I gaze at him for a long time, until his brow creases and his eyes grow wider. I watch my own disbelief mirrored on his face. I am thinking of that unthinkable alternative.
“You know it’s not possible,” he says.
I nod. “But if it was,” I say, “I’d go. I swear. I would go and never look back.”
There is such freedom in the words. For just one minute, I am flying, high into the sky, among the stars and the shining planets.
“I’d disappear. One night, before the dawn, poof. Like magic.”
Sean smiles faintly. “Where would you go?”
“Anywhere. I have that deposit box Erik and the others set up for me. Maybe there’s money in it. They said it would help me have a life.”
“And how would you survive? You’ve never been out there in the world. Who would help you? Anyone who did would be punished. But that’s nothing compared to what the Weavers would do to you when they found you and they would find you—”
“I wouldn’t expect your help. I wouldn’t ask you or Mina Ma or the others to risk so much for me. They did it enough while I was growing up.” I swallow. “I think I could make it. If I was clever and fast enough. If I only had the chance.”

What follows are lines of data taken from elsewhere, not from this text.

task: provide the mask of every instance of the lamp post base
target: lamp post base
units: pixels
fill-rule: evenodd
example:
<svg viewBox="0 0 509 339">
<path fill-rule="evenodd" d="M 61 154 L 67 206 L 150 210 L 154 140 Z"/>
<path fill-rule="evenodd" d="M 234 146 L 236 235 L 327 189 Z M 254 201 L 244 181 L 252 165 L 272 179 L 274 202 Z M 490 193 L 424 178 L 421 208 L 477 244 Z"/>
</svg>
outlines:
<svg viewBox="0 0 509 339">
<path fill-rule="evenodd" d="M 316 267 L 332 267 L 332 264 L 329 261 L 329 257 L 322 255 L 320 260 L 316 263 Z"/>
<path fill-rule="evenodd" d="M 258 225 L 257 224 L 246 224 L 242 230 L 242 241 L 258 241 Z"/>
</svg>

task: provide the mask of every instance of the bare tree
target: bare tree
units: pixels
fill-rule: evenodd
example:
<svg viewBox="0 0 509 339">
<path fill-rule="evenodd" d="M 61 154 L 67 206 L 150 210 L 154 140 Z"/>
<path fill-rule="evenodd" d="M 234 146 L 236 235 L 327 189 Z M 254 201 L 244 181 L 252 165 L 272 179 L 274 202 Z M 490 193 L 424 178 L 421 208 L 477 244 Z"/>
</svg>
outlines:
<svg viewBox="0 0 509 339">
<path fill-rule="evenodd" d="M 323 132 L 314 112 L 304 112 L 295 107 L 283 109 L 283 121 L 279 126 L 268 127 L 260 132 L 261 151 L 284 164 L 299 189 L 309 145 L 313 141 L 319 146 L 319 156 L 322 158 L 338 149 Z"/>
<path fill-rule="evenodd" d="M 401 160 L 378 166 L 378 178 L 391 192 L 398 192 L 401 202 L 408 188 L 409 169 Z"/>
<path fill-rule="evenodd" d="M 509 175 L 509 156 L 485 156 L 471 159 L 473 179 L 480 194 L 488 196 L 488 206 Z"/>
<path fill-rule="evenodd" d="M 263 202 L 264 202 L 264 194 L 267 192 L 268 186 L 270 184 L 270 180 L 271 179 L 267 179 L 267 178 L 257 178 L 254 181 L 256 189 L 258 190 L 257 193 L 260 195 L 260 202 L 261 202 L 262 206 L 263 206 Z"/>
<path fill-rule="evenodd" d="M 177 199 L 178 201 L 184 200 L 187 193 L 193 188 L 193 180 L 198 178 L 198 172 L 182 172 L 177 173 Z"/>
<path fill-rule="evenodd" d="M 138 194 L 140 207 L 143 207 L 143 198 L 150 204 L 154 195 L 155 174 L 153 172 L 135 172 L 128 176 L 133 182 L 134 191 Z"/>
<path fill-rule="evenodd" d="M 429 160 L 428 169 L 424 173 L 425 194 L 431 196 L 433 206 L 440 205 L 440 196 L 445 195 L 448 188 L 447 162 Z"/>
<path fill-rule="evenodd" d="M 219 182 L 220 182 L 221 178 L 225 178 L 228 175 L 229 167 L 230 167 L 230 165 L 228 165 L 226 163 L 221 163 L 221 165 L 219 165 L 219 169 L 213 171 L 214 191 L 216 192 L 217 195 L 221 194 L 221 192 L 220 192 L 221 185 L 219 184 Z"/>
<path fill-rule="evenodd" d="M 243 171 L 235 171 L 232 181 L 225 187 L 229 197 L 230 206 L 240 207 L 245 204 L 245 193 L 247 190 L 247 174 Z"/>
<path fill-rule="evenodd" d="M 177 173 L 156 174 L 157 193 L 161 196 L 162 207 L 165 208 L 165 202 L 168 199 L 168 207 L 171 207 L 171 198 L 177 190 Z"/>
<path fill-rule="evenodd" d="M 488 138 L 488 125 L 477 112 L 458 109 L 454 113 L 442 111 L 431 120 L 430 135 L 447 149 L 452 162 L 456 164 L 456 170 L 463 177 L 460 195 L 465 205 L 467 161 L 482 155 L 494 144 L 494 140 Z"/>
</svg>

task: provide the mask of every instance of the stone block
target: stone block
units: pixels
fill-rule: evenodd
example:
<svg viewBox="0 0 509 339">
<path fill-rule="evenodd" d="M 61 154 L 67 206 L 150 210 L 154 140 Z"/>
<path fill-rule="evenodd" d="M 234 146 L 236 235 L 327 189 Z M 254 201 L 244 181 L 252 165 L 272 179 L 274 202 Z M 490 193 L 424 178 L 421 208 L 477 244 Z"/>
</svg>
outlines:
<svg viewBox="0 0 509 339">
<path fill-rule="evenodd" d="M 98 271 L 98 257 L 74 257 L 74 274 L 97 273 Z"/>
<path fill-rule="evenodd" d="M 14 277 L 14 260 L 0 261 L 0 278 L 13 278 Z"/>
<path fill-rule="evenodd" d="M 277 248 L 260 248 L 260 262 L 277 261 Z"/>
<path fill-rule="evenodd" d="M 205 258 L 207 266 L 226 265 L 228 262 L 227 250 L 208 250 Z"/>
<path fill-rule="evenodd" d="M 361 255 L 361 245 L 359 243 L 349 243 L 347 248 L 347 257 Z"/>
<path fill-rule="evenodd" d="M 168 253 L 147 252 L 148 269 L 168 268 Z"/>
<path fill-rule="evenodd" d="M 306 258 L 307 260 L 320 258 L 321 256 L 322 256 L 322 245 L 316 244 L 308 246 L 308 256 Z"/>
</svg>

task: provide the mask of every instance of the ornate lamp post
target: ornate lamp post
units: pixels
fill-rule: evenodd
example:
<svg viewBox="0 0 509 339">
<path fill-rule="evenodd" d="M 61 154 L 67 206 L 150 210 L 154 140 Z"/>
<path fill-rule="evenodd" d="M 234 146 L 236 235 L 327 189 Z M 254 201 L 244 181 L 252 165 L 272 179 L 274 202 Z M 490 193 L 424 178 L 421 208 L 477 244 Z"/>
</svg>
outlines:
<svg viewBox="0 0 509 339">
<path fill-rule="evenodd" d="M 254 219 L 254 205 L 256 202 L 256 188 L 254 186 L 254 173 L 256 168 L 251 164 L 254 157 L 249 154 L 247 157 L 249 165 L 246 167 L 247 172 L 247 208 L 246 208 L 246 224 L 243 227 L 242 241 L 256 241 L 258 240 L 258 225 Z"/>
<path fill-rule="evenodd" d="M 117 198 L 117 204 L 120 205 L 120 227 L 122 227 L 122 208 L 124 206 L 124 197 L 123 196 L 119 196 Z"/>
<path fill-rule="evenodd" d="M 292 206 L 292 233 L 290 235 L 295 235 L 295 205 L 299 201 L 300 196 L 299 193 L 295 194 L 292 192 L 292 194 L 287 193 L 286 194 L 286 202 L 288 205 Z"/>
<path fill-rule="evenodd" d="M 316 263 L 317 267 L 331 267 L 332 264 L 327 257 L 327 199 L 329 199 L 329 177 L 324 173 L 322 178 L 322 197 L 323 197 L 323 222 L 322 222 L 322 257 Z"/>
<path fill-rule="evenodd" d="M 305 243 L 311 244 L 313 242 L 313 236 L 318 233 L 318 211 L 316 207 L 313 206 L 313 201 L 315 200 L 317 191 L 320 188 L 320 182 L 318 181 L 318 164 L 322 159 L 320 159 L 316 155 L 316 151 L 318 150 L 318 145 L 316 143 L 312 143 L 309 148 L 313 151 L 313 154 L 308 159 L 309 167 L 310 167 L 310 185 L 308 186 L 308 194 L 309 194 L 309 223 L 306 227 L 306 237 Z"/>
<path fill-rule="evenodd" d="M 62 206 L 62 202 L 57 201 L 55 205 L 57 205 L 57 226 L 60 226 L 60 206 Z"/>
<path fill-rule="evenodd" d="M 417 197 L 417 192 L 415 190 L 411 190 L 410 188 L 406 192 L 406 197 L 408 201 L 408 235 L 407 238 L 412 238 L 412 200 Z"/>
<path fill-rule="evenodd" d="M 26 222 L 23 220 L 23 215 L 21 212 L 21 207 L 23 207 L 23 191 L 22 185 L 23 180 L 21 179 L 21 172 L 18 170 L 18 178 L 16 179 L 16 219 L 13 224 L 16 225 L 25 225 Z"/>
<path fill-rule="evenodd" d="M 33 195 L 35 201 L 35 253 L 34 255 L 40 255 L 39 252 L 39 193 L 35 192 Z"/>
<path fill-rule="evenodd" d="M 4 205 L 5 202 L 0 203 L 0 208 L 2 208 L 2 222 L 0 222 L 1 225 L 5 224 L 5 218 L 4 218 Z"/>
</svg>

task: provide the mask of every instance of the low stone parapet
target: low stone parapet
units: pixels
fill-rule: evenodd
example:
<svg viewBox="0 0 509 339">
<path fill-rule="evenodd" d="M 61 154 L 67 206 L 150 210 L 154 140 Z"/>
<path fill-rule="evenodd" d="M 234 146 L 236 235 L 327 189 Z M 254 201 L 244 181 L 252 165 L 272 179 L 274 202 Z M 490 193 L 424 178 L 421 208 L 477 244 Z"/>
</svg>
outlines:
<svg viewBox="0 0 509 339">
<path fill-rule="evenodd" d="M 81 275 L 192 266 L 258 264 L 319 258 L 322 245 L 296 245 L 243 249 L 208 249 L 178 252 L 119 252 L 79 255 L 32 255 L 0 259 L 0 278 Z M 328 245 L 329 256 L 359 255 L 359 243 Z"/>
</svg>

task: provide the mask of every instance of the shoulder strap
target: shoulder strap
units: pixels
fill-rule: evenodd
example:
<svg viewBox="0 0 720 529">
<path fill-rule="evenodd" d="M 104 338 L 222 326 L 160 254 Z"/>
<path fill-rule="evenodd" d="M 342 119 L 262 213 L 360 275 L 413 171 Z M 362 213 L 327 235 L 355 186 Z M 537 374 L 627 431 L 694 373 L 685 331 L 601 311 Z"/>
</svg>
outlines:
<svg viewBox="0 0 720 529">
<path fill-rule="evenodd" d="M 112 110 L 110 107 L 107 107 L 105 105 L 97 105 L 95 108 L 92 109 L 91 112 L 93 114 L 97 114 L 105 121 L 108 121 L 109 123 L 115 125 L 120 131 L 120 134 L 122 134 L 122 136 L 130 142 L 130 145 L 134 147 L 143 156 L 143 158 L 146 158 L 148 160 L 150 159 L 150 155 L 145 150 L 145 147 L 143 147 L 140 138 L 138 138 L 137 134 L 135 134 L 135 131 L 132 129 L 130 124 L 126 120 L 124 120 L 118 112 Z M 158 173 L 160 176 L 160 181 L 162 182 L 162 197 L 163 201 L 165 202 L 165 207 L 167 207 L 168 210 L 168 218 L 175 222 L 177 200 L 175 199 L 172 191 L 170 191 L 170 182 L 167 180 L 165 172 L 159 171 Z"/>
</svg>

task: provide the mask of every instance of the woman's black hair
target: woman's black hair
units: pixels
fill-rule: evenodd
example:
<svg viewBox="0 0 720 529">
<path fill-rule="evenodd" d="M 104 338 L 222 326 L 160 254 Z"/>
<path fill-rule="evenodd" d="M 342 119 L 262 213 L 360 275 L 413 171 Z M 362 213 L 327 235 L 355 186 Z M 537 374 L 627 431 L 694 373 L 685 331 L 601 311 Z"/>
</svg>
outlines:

“But you don’t,” Sean says very quietly.
“No,” I say, the lump in my throat hardening, “I don’t. I never will have that chance.”
It would have been a risk, throwing my life on the line to escape the Sleep Order. It might have been a fatal mistake. If I had found a way to get rid of the tracker, and run, and the seekers had found me, I’d have gone to trial and lost the rest of my time. But at least I’d have lost it by choice. Because I chose to take my chances with the unknown. It would have been on my terms. Not Amarra’s.
“I’m sorry,” says Sean.
I turn my face away to hide my despair and pain from him. We’re silent for so long I wonder if we’ve forgotten how to speak.
I swallow and clear my throat. I force a smile. “Do you want to play chess? It’s been a long time since we’ve played.”
“Longer still,” he teases, “since you’ve beaten me.”
So we play. I win the first game. But there’s not much satisfaction to be had in the victory, not when I know that I’m the king, white or black, and I have been thoroughly checkmated.
Until an unexpected move knocks every piece off the board altogether.
“All right,” says Sean. “If you’re willing to take your chances with a life of being on the run, I won’t stop you.”